Friday, May 7, 2010

Recession Relief: Steak and Jell-O

Posted By on Fri, May 7, 2010 at 10:15 AM

fatcityjello1_thumb_300x227.jpg
Something sweet and jiggly, please
A Fat City reader e-mailed us to say that this week's post about the Joys of Jell-O -- which expressed our concerns that too few restaurants were still serving America's favorite gelatin dessert -- had left out the dessert display at the 11-month-old Golden Corral Buffet & Grill (8800 Northwest Skyview Avenue in Kansas City North).

The manager of the restaurant -- which is the new prototype for this North Carolina-based buffet-and-grill chain -- told me that the well-laden dessert station in the restaurant, called the Brass Bell Bakery, always offers a selection of sugar-free gelatin cubes along with the pies, cakes, cookies, soft-serve ice cream, two kinds of fruit cobblers, very good bread-pudding and old-fashioned banana pudding made with vanilla wafer cookies.

I had never been to a Golden Corral, assuming it was one of those dumpy, 1980s-style cheap steakhouses like a Ponderosa or a Bonanza (or a Ryan's Grill & Buffet, which still seem to be doing a beefy business out in the suburbs).

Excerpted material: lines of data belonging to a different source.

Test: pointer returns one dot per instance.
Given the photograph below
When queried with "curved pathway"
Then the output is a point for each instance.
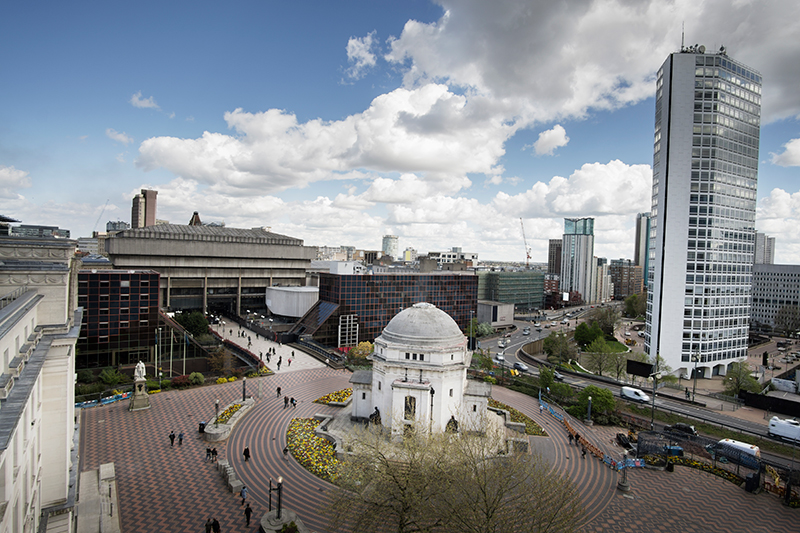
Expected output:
(170, 489)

Actually, the Northland's Golden Corral has more in common with the casino buffets -- but without the pungent aroma of cigarette smoke and the clanging bells and sound effects from the slot machines.

 

"The customers aren't as fat as the casino buffet crowd," said my friend Truman after we walked into the dining room. "But they're a lot older."

True, the demographic skews heavily geriatric in the early evening, particularly between the hours of 2 and 4 p.m., when senior citizens can eat for $5.99. (You have to be over 60 to get the special price, but Truman looks older than he is so he conned his way into the discount.) The dining room had more than a few patrons in wheelchairs or carting oxygen tanks behind them as they piled up plates with macaroni and cheese, fried catfish, meatloaf, fudge brownies and Jell-O cubes.

Truman and Bob didn't care much for the featured baby back ribs -- which the company is heavily advertising -- but thought the cooked-to-order steak and smoked brisket (available only during the dinner hours) was very good. "And you can't beat the prices," he said. "All you can eat for less than $12."

Like all buffet operations, not everything on the hot line was tasty -- the "ethnic" cuisine, including Chinese dishes, dried-out pizza and a make-your-own-tacos station, was pretty frightening -- but the basic home-style fare was great: pot roast, fried chicken, collard greens, meatloaf, mashed potatoes, baked spuds, barbecued chicken and rotisserie chicken. And Jell-O cubes for dessert, baby. Just like Grandma used to make.